Kristin Bower is a Leadership and Workplace Consultant with MyWorkplaceHealth and an award-winning Diversity and Inclusion expert. With over 20-years of experience, she is an outspoken advocate for deeper awareness of mental health issues and is committed to helping organizations foster psychologically safe and healthy workplaces.
“The happiest time of the year!” Or is it more like, “The happiest time of the year????!”
Some of us love everything about the holiday season – cookies, music, gifts! And some of us have a harder time with it all. Perhaps you are grieving the loss of a loved one or find yourself alone in a new city. Or maybe you just don’t like all the commercialism that can come with this time of year. Whichever way you look at it, the holiday season can be stressful.
What if this year we let go of the pressure to have a perfect Christmas or Hanukkah and chose to find joy in the small pleasures? Here are five tips to help you enjoy the holiday season while minimizing the negative impact to your mental health:
- Stay in the moment: You start writing your gift list and then it turns into pages of holiday season to-do’s. Before long, you are already worrying about the fight that is sure to happen between your dad and uncle at the dinner table. When you find your mind racing ahead, take a deep breath, remind yourself to stay present in the moment and enjoy that moment. Have a cup of tea, put on some music and sit quietly. Or, get up and go for a walk outside – be mindful of the sights and sounds around you.
- Keep things simple: Do you feel inspired or overwhelmed by the images on social media that show perfectly decorated homes and elaborate family meals? It’s easy to get carried away and want to do it all. But here is the truth: perfection is unattainable. Aim for your own version of perfection and embrace everything that comes with it.
- Don’t overspend: Your gift list may start with four people and before you know it you have added your next-door neighbour, your hairdresser and the dog walker. The costs can add up quickly! Be creative with gift giving: could you bake cookies or give coupons for things that you can do together in the new year? Create a list, set a budget and stick with it. Come January when your credit card balance is low and your bank account still has money it, you’ll be thankful!
- Balance your indulgences: It’s the season of “eat, drink and be merry.” It can be fun to indulge but do so with a plan to ensure you don’t go overboard. Bring a delicious salad to the office potluck to balance the yummy sweets that you and your colleagues will be enjoying. Have you been invited to a cocktail party? For every alcoholic drink you have, follow it with a glass of water or a mocktail. And keep in mind that alcohol is a depressant so if you have a mood disorder, be careful to not overindulge.

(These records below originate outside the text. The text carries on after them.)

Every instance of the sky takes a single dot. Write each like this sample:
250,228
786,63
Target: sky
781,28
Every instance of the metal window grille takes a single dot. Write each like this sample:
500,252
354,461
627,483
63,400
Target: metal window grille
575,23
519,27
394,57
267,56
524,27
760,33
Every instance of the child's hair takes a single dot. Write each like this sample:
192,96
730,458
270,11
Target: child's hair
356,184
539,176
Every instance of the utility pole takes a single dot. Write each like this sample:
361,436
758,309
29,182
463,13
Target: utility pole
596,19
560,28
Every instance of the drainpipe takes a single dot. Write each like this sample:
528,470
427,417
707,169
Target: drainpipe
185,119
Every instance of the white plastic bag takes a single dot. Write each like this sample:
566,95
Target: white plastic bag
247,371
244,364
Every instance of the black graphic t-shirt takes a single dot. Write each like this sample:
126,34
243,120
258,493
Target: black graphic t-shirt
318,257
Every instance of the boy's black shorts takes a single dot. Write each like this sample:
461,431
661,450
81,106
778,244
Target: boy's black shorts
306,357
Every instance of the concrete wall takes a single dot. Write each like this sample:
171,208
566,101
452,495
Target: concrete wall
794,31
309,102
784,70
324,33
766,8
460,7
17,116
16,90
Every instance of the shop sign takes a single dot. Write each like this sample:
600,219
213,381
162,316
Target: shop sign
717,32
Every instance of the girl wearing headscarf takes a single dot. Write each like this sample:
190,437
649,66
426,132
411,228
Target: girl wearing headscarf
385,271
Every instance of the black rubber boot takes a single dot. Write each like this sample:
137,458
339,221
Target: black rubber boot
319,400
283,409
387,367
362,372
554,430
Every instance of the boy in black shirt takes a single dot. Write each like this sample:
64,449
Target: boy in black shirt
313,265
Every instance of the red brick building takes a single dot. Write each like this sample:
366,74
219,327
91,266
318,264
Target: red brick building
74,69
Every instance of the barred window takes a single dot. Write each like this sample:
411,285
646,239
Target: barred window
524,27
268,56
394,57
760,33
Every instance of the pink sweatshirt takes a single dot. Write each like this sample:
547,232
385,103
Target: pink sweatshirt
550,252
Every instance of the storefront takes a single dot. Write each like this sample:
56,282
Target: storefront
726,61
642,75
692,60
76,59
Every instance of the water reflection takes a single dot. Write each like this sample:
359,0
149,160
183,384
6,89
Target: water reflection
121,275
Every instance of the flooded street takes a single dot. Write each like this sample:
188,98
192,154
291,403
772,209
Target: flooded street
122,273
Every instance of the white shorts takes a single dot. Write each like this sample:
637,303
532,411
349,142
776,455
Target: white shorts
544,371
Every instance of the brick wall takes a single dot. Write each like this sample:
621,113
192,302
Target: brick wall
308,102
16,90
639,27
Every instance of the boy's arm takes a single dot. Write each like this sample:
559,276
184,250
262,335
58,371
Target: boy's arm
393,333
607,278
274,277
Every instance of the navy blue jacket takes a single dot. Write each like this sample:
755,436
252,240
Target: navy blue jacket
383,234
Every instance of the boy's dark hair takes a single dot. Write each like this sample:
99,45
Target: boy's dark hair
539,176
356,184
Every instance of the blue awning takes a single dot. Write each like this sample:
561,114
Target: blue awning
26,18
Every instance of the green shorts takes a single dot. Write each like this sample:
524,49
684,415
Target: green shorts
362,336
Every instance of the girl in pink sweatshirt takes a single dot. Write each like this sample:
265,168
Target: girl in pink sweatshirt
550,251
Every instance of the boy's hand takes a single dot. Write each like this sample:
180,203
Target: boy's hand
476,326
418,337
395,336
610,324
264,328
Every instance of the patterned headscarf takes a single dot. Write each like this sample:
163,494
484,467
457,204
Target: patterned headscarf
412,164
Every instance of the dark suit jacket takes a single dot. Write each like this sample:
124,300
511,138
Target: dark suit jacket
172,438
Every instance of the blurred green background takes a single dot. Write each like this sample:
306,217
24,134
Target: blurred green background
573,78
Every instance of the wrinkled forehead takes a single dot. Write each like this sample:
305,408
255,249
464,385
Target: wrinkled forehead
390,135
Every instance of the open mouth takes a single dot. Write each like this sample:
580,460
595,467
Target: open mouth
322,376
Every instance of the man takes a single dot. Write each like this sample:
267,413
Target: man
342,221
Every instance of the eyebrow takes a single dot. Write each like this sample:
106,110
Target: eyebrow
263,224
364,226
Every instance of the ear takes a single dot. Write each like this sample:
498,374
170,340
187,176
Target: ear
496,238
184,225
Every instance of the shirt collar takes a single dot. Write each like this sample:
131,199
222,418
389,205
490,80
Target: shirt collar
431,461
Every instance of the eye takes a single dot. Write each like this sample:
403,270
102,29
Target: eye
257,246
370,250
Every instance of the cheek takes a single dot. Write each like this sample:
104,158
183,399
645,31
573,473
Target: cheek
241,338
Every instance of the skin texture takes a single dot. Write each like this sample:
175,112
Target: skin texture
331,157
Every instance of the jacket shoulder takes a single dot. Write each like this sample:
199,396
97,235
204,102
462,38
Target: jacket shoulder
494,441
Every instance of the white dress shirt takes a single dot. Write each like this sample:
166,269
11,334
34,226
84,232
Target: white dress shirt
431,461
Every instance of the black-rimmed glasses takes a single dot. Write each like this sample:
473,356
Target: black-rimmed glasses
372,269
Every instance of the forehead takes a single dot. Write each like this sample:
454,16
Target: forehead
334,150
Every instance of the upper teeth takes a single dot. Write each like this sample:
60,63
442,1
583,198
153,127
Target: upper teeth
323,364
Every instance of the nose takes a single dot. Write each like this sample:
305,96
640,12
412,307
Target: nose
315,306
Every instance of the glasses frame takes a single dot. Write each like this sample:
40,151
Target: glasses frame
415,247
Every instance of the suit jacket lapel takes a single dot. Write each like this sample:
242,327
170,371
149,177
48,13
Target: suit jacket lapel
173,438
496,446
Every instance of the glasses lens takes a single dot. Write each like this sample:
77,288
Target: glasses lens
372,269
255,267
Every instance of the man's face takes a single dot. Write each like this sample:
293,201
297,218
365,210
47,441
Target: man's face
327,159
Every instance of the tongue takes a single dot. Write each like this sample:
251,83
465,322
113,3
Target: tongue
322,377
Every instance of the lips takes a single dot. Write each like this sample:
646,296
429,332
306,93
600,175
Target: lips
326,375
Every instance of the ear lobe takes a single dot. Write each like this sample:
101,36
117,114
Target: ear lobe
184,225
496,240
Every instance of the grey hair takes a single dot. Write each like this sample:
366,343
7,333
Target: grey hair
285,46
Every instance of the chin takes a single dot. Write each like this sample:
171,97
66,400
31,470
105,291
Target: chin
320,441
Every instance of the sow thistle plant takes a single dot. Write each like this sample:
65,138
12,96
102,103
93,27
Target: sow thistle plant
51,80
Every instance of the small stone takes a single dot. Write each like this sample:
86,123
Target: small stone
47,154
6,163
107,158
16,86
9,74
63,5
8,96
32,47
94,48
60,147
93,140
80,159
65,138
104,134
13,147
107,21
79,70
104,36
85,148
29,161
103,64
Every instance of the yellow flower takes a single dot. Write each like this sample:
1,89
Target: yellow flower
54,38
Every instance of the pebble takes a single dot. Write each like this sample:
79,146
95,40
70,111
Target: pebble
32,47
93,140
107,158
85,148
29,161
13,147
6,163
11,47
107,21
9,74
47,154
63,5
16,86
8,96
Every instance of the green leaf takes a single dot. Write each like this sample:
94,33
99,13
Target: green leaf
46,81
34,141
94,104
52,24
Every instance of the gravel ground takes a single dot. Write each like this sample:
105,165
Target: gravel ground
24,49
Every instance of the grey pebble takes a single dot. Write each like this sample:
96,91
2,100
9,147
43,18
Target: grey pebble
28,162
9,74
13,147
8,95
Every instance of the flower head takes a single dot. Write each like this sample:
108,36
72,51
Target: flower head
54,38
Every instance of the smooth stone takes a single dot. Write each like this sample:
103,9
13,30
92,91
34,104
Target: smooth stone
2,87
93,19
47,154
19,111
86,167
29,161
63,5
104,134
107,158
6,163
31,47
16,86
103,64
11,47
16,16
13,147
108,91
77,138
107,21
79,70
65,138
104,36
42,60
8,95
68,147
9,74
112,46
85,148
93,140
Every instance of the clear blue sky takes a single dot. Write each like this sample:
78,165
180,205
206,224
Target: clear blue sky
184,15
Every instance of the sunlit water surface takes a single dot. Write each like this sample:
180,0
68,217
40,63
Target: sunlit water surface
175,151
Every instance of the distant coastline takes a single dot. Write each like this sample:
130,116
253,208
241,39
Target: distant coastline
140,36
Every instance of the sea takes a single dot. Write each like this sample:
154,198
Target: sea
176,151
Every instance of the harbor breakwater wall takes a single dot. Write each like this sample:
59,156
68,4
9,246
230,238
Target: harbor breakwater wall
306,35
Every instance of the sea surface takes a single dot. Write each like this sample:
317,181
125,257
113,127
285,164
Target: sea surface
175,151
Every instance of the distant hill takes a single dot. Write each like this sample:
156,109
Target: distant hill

- Practice gratitude: Gratitude has been scientifically proven to have a positive effect on the chemicals in the brain. One of the biggest impacts of gratitude on our mental health? It helps to reduce stress. Start a New Year’s Resolution a month early and begin practicing gratitude. Each day or before you go to bed at night, write down three things you’re grateful for. Gratitude can shift your perspective and help to reduce the symptoms of depression and anxiety.